Right, I removed the asterisk and added a dotted underline instead to indicate hover text. The text with 4 months left is an old leftover, Ive removed it. Also made the text bigger and changed the button layout (though it looks too green now).
Personally I like ❔ like the top 2 of this image:
But that’s just 1 opinion.
I agree that this is very green! Perhaps adding some icons of the platforms will help break it up a bit:
https://en.liberapay.com/about/logos
https://www.patreon.com/en-GB/brand
https://docs.opencollective.com/help/about/introduction#media-logo
Crypto is a bit more difficult, I don’t think there’s a universal crypto logo/icon. Perhaps Bitcoin will suffice.
Not sure about the question mark, but the icons are a great idea! Here is how they look with different colored buttons:
Even though it’s not in line with the rest of the page, I like the contrast of the icons with the blue more than the green.
Off-topic but Patreon’s logo got really ugly. What the hell
Short and simple is always better, people stop reading if it’s too long.
Thanks to the generosity of our users we are able to develop Lemmy as an open source platform free of tracking and ads. Making a donation will allow us to continue maintaining and improving the platform.
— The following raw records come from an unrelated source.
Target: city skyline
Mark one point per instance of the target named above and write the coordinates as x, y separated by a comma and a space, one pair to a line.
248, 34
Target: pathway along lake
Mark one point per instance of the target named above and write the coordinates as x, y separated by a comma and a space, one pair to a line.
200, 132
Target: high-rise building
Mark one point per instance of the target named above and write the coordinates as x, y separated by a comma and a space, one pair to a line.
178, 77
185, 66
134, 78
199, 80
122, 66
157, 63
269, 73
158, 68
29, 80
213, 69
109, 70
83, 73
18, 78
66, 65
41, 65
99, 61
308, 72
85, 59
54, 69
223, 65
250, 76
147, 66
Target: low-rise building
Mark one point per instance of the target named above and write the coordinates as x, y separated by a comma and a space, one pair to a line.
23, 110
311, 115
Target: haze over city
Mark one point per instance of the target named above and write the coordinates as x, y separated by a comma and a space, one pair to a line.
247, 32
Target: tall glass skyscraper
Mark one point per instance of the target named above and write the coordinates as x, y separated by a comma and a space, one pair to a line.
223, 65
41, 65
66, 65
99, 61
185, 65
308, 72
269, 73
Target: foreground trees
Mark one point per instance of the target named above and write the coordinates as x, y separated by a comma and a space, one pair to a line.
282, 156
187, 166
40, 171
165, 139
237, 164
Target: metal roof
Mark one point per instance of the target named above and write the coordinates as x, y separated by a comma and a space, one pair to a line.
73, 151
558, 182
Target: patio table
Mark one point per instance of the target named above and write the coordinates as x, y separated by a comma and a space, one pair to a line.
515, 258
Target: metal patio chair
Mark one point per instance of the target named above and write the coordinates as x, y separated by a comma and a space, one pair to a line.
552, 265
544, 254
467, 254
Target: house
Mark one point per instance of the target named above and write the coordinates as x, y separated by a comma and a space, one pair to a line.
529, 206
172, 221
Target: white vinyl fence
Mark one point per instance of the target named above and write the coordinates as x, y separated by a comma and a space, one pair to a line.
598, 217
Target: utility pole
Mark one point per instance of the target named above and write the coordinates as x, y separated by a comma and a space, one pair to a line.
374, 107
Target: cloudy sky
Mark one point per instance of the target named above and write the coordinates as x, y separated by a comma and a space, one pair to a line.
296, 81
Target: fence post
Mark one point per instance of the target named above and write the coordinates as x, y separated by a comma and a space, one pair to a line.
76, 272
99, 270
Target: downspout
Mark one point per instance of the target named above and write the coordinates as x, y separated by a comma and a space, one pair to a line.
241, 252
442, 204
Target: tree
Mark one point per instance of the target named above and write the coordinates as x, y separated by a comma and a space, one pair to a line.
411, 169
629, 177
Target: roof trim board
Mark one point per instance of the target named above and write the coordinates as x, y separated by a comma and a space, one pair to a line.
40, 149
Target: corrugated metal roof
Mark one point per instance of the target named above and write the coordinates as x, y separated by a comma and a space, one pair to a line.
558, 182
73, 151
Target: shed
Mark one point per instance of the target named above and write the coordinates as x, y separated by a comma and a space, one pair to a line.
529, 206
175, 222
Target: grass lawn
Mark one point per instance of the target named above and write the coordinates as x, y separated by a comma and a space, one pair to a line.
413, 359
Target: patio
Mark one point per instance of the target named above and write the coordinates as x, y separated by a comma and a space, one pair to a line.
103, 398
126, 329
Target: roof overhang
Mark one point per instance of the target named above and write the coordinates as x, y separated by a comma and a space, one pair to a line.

To make a one-time or recurring donation click the button below. Thank you for using Lemmy.
Here’s a good listicle about donation pages. https://wpforms.com/donation-page-examples-to-inspire-your-online-fundraising/
That is true, but not so easy to do. To make donation pages like those in your link would require setting up some kind of nonprofit and directly handling credit card payments with some payment processor, and probably various legal requirements. By relying on existing donation platforms we have much less hassle.
Sorry, I meant just the text as examples. Maybe a cute picture with the devs all together would help.
We devs have never met in person, and we are too shy to publicly share our pictures :D
That is true, but not so easy to do. To make donation pages like those in your link would require setting up some kind of nonprofit and directly handling credit card payments with some payment processor
Shouldn’t it be a good idea anyway to set up a limited liability company at some point anyway? in case you will get sued.
AGPL specifies that everything is provided without liability or warranty, so I dont see how anyone could have reason to sue. Besides Lemmy is not a company, if anything a nonprofit would make sense.
IANAL , but theoretically a judge could decide that part of the AGPL is “unreasonable” and a case could go to trail which could be expensive.
Also you are still running the lemmy.ml instance which could theoretically lead to a lawsuit. its why lemmy.world created the fedihosting foundation which reportedly functions as a limited liability company.
Also a cooperative (what you want to set up), where some of the profit in the form of a salary go to the “owners” which are the workers as far as i can tell can’t be a non profit
The patreon page sucks. You can and should show the tiers without requiring people to become members first.
Not sure what you mean, I can see these without login:
All of the tiers show for me too, without me being a member or being logged into Patreon.
I’m loading it up on mobile
Okay I looked at it, and on mobile, if you’re not logged in, it always shows that join for free button regardless of your tiers. They want you to join patreon first.
I really hate patreon, and wish ppl would just use liberapay, as its more focused on developers anyway.
Switched to LiberaPay. Though I dislike the way they try and guilt you into making lump-sum payments.
You can view the tiers without doing so however on mobile.
Edit: viewable without joining by tapping here:
So can I. I would like to ask why special support is cheaper than regular supporter?
I’m not too good at patreon, but I’ll take a look at that one.